# Worldmark - doing the math.



## linnysue (Mar 31, 2009)

I'm taking some time to do some research on timeshare ownership.  So far, what seems to possibly work best for our family turns out to be a Worldmark ownership.  I love the flexibility of points, lower maintenance fees, and property inventory.  As far as I know, there doesn't seem to be any timeshare ownerships or vacation clubs that can match what Worldmark has to offer.  Correct me if I'm wrong because nothing is set in stone for us right now.  If there is something that is similar to Worldmark, definitely let me know.

Annual WM Maintenance fees:
5000 - 7000 CREDITS           $444.89
7000 - 10,000 CREDITS        $548.60 

For my family, I'm looking at an annual red week vacation for two with an occasional quick getaway to thaw out in our winter months.  I was thinking about owning 7,000 credits because of the lower maintenance fee tier, but for an annual week's vacation for most red weeks, it would require at least 8,000 - 10,000 credits.  (We love to go to Mexico.)  If I owned 7,000 WM credits, I would have to either borrow from next year's bank or buy additional credits for an annual week's vacation in a red week.  So my question is, would it be better to just go for a 10,000 credit ownership at the higher maintenance fee then to borrow or buy 1,000 - 3,000 credits to support our vacation needs?

Also, if you don't use the full 10,000 credits in any given year, are you able to rent out your points to cover the fees?  How does that work?  Are there companies that will help you rent out your credits if you didn't want to go through the trouble of advertising and trying to do this on your own?

Sorry for the long post, but I'm trying to figure this all out before we sign on the dotted line.  I appreciate very much how you all jump in and try and help.  This forum is awesome!


----------



## linnysue (Mar 31, 2009)

Okay, this just hot off the press.  I had a message from National Timeshare Help Center, http://www.timesharehelp.net/ and the sales rep. there found us a 7,000 credit WM membership [_details removed at poster's request_].  I told this rep the other day that that's what I was looking to spend, not thinking she would get back to me any time soon, but just two days later, I receive this phone call.  I don't know what the closing fees will be in addition to the $150 transfer fee.

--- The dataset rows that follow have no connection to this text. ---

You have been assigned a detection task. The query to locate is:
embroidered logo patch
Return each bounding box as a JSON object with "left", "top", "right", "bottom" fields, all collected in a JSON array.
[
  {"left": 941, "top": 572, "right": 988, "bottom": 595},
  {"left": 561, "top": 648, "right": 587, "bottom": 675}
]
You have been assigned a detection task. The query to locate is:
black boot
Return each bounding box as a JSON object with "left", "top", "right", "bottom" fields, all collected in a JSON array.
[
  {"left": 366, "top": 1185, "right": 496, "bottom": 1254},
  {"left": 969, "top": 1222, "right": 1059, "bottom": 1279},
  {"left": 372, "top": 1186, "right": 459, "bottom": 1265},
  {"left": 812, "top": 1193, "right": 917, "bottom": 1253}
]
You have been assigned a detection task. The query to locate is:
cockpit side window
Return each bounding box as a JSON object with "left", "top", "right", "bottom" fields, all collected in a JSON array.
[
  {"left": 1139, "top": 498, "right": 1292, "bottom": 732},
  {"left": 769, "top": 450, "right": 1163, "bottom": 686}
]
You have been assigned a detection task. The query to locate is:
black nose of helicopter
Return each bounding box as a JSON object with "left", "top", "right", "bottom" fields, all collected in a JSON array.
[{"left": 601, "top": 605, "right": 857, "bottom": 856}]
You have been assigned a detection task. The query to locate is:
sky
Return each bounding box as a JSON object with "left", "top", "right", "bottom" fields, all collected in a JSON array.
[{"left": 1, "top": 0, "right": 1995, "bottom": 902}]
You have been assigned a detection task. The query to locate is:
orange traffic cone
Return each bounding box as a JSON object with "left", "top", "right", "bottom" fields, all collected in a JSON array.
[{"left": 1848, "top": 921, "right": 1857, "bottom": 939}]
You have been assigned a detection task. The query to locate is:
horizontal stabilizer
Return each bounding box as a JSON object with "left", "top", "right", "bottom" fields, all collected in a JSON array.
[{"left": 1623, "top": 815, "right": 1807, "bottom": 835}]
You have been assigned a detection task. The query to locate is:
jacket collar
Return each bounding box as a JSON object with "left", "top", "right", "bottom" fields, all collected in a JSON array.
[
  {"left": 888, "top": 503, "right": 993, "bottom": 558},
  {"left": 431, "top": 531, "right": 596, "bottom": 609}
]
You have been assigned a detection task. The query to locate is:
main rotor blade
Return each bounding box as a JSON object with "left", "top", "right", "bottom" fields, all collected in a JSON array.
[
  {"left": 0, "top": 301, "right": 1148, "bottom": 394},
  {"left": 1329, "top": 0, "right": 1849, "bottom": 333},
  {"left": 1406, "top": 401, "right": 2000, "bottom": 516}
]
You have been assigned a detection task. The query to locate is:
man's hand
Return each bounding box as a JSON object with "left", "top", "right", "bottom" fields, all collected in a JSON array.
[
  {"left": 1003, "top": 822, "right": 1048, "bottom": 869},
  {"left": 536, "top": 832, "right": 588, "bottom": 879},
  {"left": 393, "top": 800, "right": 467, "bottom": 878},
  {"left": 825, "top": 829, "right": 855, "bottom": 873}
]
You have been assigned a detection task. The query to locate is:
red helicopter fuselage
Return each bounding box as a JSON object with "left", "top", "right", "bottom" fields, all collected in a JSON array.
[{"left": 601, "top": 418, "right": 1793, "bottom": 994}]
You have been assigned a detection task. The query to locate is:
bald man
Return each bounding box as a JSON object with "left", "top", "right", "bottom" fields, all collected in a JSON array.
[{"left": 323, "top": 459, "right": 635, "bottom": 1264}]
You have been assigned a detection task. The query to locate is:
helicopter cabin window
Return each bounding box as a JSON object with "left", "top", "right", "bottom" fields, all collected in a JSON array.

I haven't called her back yet since I'm trying to decide on 7,000 credits vs. 10,000 credits.  Maybe I should start out with the 7,000 credit membership and add later.  So what would be the next step in dealing with this company?  What safeguards should I be looking for?  Has anyone here heard of this timeshare company and dealt with them?


----------



## Robert D (Mar 31, 2009)

I've not heard of them but looked at their website and their asking prices are over $1 per point, so this is a big reduction. I'd confirm that it's a Premeire membership and not a standard membership, confirm that nothing is owed on the membership and all fees are current.  I'd also be sure to pay with a credit card in the event they aren't for real and insist on just paying the $150 WM transfer fee and no other closing costs.  If they're for real and will do this, seems like you'd have a good deal.  If you think you're going to need 10K pts it would be better to buy a 10K membership but they might not have one for $.40 per pt.


----------



## Bill4728 (Mar 31, 2009)

I've rented from National Timeshare Help Center but never bought from them. I would happily rent from them again. 

That said, your question is what size WM mebership should you buy? Right now there are so many people renting out their extra WM points for much less than the MFs associated with the points, that I'd just buy a 7000 pt membership and rent extra points from other owners as I needed them. 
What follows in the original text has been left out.